1943 film by Leslie Goodwins

Mexican Spitfire's Blessed Event is a 1943 American comedy film directed by Leslie Goodwins and written by Charles E. Roberts and Dane Lussier. It is the sequel to the 1942 film Mexican Spitfire's Elephant. The film stars Lupe Vélez, Leon Errol, Walter Reed, Elisabeth Risdon, Lydia Bilbrook and Hugh Beaumont. The film was released on July 17, 1943, by RKO Pictures.

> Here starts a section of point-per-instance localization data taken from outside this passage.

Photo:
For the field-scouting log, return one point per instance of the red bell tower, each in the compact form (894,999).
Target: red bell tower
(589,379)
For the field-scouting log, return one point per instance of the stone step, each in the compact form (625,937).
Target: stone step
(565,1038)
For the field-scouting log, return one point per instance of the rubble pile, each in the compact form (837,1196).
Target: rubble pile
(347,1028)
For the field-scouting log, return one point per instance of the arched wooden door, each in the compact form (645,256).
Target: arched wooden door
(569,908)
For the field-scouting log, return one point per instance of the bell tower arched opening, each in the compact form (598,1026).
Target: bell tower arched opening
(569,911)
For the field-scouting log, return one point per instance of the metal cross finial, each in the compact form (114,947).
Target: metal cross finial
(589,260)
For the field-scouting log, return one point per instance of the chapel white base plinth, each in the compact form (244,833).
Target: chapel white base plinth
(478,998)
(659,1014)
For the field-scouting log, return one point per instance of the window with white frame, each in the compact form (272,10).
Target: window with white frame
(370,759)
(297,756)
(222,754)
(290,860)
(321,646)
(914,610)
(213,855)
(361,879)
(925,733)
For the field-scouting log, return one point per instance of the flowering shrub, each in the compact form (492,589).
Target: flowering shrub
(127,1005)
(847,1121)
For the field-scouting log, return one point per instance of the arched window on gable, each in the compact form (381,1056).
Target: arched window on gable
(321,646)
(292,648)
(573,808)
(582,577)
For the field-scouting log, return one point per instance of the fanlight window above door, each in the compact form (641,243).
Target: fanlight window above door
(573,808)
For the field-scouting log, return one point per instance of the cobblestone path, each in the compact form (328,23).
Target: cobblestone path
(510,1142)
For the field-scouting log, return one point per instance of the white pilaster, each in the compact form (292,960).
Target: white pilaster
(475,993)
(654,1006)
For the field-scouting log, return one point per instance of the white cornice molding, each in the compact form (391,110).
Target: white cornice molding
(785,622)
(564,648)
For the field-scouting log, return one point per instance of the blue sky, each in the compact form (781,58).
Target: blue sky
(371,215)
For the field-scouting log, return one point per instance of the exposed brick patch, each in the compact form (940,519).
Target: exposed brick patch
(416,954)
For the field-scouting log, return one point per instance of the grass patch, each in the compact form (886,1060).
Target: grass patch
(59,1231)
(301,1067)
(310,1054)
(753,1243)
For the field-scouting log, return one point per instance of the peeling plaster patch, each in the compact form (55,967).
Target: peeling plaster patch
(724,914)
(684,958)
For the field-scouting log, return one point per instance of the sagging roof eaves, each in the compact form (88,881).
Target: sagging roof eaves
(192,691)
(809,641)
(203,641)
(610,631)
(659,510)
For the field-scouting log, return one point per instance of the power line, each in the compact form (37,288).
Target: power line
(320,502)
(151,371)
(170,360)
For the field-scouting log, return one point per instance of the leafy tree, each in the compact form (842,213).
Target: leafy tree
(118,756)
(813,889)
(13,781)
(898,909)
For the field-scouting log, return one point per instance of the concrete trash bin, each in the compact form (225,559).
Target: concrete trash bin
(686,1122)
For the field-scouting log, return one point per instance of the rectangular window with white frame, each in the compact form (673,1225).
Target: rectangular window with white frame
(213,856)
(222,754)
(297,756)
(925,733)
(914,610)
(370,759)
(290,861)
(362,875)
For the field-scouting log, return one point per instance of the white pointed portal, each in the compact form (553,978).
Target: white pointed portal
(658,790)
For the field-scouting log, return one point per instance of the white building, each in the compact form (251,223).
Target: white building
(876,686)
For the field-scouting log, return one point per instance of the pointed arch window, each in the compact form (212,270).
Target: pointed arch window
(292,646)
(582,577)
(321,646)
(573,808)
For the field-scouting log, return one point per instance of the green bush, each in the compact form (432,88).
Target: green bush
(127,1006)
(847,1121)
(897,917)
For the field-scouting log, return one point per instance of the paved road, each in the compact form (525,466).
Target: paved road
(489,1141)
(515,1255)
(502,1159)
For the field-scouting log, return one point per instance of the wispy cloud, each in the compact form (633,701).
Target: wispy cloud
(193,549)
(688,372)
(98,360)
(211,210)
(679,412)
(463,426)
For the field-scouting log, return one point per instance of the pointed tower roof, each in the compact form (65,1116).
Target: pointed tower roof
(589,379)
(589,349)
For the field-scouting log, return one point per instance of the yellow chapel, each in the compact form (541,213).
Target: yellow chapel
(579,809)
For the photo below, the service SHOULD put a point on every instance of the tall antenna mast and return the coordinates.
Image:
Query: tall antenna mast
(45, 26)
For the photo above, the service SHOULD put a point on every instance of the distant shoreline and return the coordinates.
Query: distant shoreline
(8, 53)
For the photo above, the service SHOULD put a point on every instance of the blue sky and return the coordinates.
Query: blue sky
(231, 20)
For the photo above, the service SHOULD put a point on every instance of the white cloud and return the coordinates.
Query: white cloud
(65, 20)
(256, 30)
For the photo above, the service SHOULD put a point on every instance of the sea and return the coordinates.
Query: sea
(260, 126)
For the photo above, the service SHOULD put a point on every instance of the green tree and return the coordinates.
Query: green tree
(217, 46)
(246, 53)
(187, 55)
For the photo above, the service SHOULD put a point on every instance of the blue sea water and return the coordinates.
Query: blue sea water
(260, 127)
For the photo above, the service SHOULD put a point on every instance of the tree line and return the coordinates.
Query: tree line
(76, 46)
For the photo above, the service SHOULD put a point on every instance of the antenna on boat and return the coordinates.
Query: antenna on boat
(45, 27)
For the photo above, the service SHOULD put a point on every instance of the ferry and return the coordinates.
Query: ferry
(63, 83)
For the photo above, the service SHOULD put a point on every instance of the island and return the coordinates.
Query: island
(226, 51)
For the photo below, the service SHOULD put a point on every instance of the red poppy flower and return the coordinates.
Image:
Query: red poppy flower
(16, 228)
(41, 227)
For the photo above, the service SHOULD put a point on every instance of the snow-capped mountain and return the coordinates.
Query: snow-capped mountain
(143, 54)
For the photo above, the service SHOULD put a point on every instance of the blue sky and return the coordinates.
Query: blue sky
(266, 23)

This was the eighth and final film in the series. It marks the penultimate screen appearance for Lupe Vélez, who committed suicide on 14 Dec 1944 after completing one more feature in her native Mexico.

==Plot==
The story unfolds at a dude ranch. Once again, Dennis is competing with another man, in this case George Sharpe, for a contract with distiller Lord Epping. Due to a misunderstanding, everyone thinks Carmelita has had a baby, when in fact it's her cat that has become a new mother. Epping is willing to sign with Dennis provided he can see the baby, so as always, Carmelita and Uncle Matt have to resort to all sorts of subterfuge—including the inevitable impersonation of Epping by Matt and the resultant confusion for everyone else—in order to set things right.

== Cast ==
- Lupe Vélez as Carmelita Lindsay
- Leon Errol as Uncle Matt Lindsay / Lord Basil Epping
- Walter Reed as Dennis Lindsay
- Elisabeth Risdon as Aunt Della Lindsay
- Lydia Bilbrook as Lady Ada Epping
- Hugh Beaumont as George Sharpe
- Aileen Carlyle as Mrs. Pettibone
- Alan Carney as Navaho Room bartender
- Wally Brown as Sagebrush Inn Desk Clerk (uncredited)
- Marietta Canty as Verbena

Note: This film was made before RKO paired Carney and Brown as a comedy team, but they have no scenes together.